Q&A: How restaurants can navigate pandemic-related challenges


    Q1: For restaurants still dealing with pandemic-related issues, would you say supply chain challenges, inability to fill vacant roles, or rising food costs are having the biggest impact?

    A: Yes, yes and yes. Unfortunately, restaurants are currently facing a trifecta of challenges, with supply chain, staffing, and inflationary issues creating serious obstacles; and this is coming on the heels of being shut down for many months at the beginning of the pandemic. Some restaurants were able to utilize the PPP loans and other programs to re-invent or tweak their business models, but the last thing the industry needs is more headwinds to negatively impact their operations.

    Q2: What are some innovative ways for restaurants to address these challenges?

    A: To address supply chain issues, restaurants need to actively look for new sources that can supply alternative products that will meet the restaurants’ quality standards. Using sub-standard products will wreak havoc on the long-term viability of a restaurant.

    Staffing problems need to be addressed by focusing on retention. Restaurants should identify their best people and do what they can to retain them as it’s less expensive to keep good employees than it is to find new ones. Additionally, restaurant owners need to adjust their days and hours to maximize employee utilization; for example, not serving lunch or dinner on certain days when there are fewer patrons.

    Restaurants have also had to raise their prices to stay in business, and patrons are willing, to some extent, to pay more, but there will be a price point at which customers simply decide to stay at home. Restaurants should look at everything, from purchasing to insurance costs to packaging, and see where there are opportunities for cost-savings. Owners should consider an independent review of their business, including ingredients, portion sizes, menu management, payroll, etc. to identify opportunities to lower costs and offset inflationary pressures.

    Q3: Do you foresee the nature of the restaurant industry changing over the coming year? If so, what can we expect?

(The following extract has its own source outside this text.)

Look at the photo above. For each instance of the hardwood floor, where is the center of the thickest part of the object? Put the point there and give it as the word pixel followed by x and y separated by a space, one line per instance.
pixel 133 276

    A: Unfortunately, what we’re seeing now may be the new normal where fewer workers are available for the industry. Many who left the restaurant industry now have office jobs and are not returning. Restaurants need to invest in information systems (such as kitchen and ordering technology) to make their operations more efficient. This will lead to greater efficiencies and also make it easier for employees to do their work, so they are more likely to stay. In order to survive and thrive, restaurants will have to make do with fewer employees who are higher paid.